Cripes…..now I know why Jack Nicholson was such a nutcase in “The Shining” and “One Flew Over The Cuckoo’s Nest.” Had they given him a damn computer he would have been normal.
Asian men in particular have the worse addiction to the Internet when they become engrossed in Internet games and “certain pathways” in their brains are triggered in the same direct and intense way that a drug addict’s brain is affected by the substance.
Which basically means that if you’re ever in an Asian country and some guy steps out of a dark alley offering you a great deal on a computer loaded with all sorts of neat games…..run! Otherwise you’re gonna wind up in some institution in a jacket with no arms and possibly running into other guys that resemble Jack Nicholson.
Yet another doctor, Allen Frances, the chairman of the DSM-IV and professor emeritus at Duke University, (no relation to the Bush Beans dog “Duke”) says that Internet addiction research is a bit premature. “Where do you draw the line at addiction and recreational use?”
Hmmm. I’d say when your eyeballs are bright red, your drooling all over yourself, and have naked photos of Bill Gates plastered all over your bedroom walls.

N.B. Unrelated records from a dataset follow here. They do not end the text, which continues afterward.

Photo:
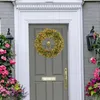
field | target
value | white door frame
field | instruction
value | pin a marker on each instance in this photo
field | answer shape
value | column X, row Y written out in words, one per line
column 56, row 13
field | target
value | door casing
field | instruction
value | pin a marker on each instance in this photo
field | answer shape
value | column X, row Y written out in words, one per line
column 29, row 13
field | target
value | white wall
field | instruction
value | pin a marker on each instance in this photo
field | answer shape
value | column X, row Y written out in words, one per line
column 49, row 0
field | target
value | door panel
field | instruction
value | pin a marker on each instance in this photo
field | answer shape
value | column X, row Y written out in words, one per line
column 47, row 67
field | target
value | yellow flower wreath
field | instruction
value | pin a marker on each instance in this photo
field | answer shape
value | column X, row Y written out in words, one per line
column 51, row 34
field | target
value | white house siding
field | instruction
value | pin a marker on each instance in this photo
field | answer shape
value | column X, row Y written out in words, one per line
column 7, row 17
column 91, row 17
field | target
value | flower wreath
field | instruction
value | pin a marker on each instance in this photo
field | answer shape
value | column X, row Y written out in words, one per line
column 51, row 34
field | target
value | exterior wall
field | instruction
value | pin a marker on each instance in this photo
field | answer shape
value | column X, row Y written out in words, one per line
column 91, row 17
column 7, row 17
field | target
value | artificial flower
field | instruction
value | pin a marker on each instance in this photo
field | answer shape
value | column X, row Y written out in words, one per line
column 12, row 61
column 97, row 73
column 3, row 58
column 7, row 45
column 93, row 60
column 2, row 51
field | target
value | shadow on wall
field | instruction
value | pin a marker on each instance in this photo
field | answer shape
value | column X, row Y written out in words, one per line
column 91, row 17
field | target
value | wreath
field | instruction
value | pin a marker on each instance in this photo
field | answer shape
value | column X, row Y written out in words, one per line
column 49, row 34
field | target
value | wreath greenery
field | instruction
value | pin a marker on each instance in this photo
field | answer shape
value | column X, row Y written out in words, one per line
column 49, row 34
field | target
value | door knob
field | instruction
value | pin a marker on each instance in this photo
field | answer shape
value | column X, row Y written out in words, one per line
column 65, row 78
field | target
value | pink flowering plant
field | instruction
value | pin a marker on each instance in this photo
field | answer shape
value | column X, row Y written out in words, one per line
column 9, row 86
column 93, row 86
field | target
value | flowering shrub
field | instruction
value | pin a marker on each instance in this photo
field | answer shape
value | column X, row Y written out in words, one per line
column 9, row 86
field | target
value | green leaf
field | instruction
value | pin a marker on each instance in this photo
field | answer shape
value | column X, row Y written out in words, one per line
column 90, row 88
column 96, row 85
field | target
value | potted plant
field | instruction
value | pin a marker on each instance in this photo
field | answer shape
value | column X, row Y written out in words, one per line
column 10, row 88
column 93, row 86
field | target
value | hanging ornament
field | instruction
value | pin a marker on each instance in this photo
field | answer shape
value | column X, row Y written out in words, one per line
column 47, row 36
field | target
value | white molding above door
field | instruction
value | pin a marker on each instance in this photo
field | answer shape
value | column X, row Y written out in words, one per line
column 56, row 13
column 49, row 6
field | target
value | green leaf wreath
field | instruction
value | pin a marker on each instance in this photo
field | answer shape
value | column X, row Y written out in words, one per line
column 9, row 86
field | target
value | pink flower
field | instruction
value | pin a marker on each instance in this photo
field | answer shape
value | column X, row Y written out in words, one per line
column 3, row 58
column 97, row 73
column 2, row 51
column 5, row 73
column 12, row 62
column 93, row 60
column 12, row 80
column 7, row 45
column 2, row 81
column 2, row 67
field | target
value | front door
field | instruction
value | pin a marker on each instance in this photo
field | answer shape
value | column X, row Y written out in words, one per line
column 48, row 76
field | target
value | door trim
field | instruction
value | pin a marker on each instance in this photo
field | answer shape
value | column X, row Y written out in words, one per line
column 75, row 40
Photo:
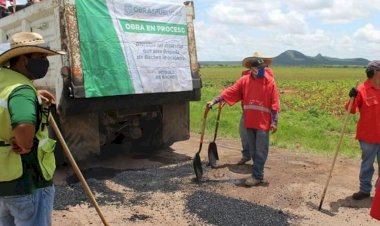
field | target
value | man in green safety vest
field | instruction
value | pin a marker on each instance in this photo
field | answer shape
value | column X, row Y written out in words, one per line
column 27, row 162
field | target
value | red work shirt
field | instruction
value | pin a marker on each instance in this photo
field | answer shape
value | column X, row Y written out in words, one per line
column 3, row 3
column 259, row 97
column 367, row 102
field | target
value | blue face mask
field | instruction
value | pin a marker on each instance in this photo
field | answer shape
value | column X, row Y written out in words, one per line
column 260, row 73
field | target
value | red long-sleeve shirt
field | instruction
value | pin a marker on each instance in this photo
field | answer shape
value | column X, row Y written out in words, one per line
column 259, row 97
column 367, row 102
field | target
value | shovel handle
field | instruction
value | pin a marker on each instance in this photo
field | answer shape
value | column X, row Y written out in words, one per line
column 207, row 109
column 75, row 167
column 337, row 150
column 220, row 107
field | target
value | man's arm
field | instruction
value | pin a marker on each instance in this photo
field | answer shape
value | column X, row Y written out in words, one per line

He went on to say, “If we can be addicted to gambling and the Internet, why not also include addictions to shopping, exercise, sex, work, golf, sunbathing, model railroading, you name it. All passionate interests are at risk for redefinition as mental disorders”.
And he may be right on the nail there folks.
But, I’m a bit worried about my other half having another type of addiction. Only because of what that doc said about other addictions. I seriously think SHE has a shoe addiction. Honest!
I counted 98 pairs of shoes stashed in shoe boxes in her closet and observed her the other day in J. C. Penny’s STILL shopping for shoes. And when I mentioned that she had enough shoes….she became violent, punching walls and chewing on a styrofoam mannequin’s arm.
HEY DOC! Where the hell is your freakin research on that?